Rewrite our equation in the following form: $$\left(\sqrt{\frac{2-\sqrt2}{2+\sqrt2}}\right)^x+1=\left(\frac{2}{\sqrt{2+\sqrt{2}}}\right)^x.$$ We see the the left side decreases and the right side increases,
which says that our equation has one real root maximum.
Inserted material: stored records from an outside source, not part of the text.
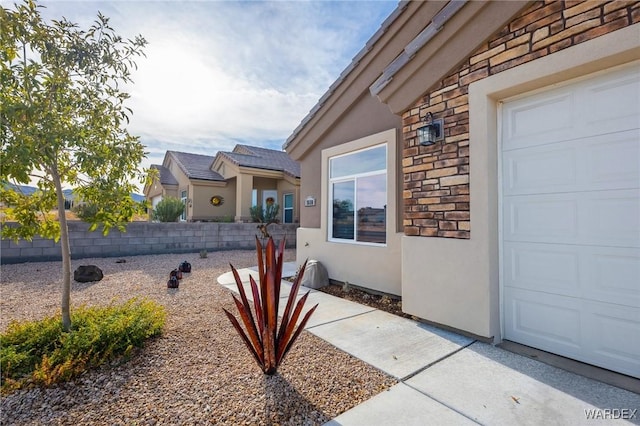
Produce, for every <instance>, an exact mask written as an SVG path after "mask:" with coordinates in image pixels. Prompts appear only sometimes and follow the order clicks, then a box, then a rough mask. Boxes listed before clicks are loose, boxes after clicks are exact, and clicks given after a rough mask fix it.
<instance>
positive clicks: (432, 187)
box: [402, 0, 640, 239]
mask: <svg viewBox="0 0 640 426" xmlns="http://www.w3.org/2000/svg"><path fill="white" fill-rule="evenodd" d="M639 21H640V2H638V1H595V0H588V1H551V0H546V1H538V2H536V3H535V4H533V5H531V6H530V7H529V8H527V9H526V10H525V11H523V12H522V13H521V14H520V15H519V16H517V17H516V18H515V19H514V20H512V21H511V23H509V25H507V26H506V27H505V28H503V29H502V30H501V31H500V32H499V33H497V34H496V35H495V36H494V37H492V38H491V39H490V40H489V41H488V42H485V43H484V44H483V45H482V46H481V47H480V48H478V49H477V50H476V51H475V52H474V53H473V54H472V55H471V56H470V57H469V58H467V59H466V60H465V61H464V62H463V63H462V64H461V65H460V66H459V67H458V68H457V69H456V70H455V71H454V72H453V73H452V74H450V75H449V76H447V77H446V78H444V79H443V80H442V81H441V82H440V83H439V84H438V85H436V86H435V87H433V88H432V89H431V90H430V92H429V93H427V94H426V95H425V96H424V97H423V98H422V99H421V100H420V101H419V102H417V103H416V104H415V105H414V106H413V107H412V108H411V109H410V110H409V111H406V112H405V113H404V114H403V116H402V120H403V140H404V149H403V160H402V168H403V174H404V191H403V199H404V221H403V224H404V232H405V235H409V236H425V237H445V238H462V239H468V238H470V236H471V226H470V214H471V211H470V204H469V203H470V200H469V100H468V95H467V93H468V88H469V84H471V83H473V82H474V81H477V80H481V79H483V78H486V77H488V76H491V75H493V74H497V73H499V72H501V71H504V70H507V69H510V68H513V67H517V66H518V65H521V64H523V63H526V62H529V61H533V60H535V59H537V58H540V57H542V56H545V55H548V54H551V53H554V52H557V51H559V50H562V49H566V48H567V47H570V46H573V45H576V44H578V43H583V42H585V41H588V40H591V39H594V38H596V37H599V36H601V35H604V34H607V33H609V32H612V31H616V30H618V29H621V28H624V27H626V26H629V25H631V24H634V23H637V22H639ZM428 112H431V113H432V114H433V118H434V119H438V118H443V119H444V135H445V139H444V141H439V142H437V143H436V144H435V145H432V146H427V147H423V146H420V145H419V144H418V142H417V138H416V129H418V128H419V127H421V126H422V125H424V123H423V122H422V118H423V117H424V116H425V115H426V114H427V113H428Z"/></svg>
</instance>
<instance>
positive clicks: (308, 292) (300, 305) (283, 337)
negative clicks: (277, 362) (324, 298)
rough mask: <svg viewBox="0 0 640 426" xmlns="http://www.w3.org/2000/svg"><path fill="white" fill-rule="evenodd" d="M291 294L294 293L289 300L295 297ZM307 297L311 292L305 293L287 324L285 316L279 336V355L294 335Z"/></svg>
mask: <svg viewBox="0 0 640 426" xmlns="http://www.w3.org/2000/svg"><path fill="white" fill-rule="evenodd" d="M291 296H292V295H291V294H290V295H289V301H291V300H293V297H291ZM307 297H309V292H307V294H305V295H304V296H302V297H301V298H300V300H299V301H298V303H297V304H296V308H295V309H294V310H293V314H292V315H291V318H289V319H288V320H287V322H286V324H285V323H284V318H283V323H282V324H281V325H280V334H279V336H278V356H279V357H280V356H281V355H282V353H283V352H284V348H285V347H286V345H287V343H288V342H289V339H290V338H291V336H292V335H293V331H294V330H295V327H296V322H298V318H299V317H300V313H301V312H302V308H303V307H304V304H305V302H306V301H307ZM287 305H288V303H287Z"/></svg>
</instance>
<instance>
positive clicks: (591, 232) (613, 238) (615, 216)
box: [579, 190, 640, 248]
mask: <svg viewBox="0 0 640 426" xmlns="http://www.w3.org/2000/svg"><path fill="white" fill-rule="evenodd" d="M579 198H580V199H581V201H580V204H582V206H581V207H580V212H581V215H580V216H581V219H582V222H583V223H581V224H580V229H581V231H582V232H581V234H582V235H581V238H580V239H579V242H580V243H582V244H597V245H612V246H618V247H636V248H638V247H640V190H621V191H599V192H589V193H581V194H579Z"/></svg>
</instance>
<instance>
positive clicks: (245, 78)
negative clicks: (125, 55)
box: [2, 0, 398, 167]
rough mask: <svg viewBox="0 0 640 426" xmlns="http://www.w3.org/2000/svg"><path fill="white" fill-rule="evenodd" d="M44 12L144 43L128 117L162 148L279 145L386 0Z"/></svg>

But $2$ is a root and we are done!
Solution 3:
Divide your original equation by $2^x$ getting
$((\sqrt{2+\sqrt2}/2)^x+((\sqrt{2-\sqrt2}/2)^x=1.$
As $\sqrt2<2$, both terms on the left side are exponential functions with base strictly between $0$ and $1$. Therefore, the left side is strictly decreasing forcing no more than one solution. Thus any solution that might be found by inspection must be the only one.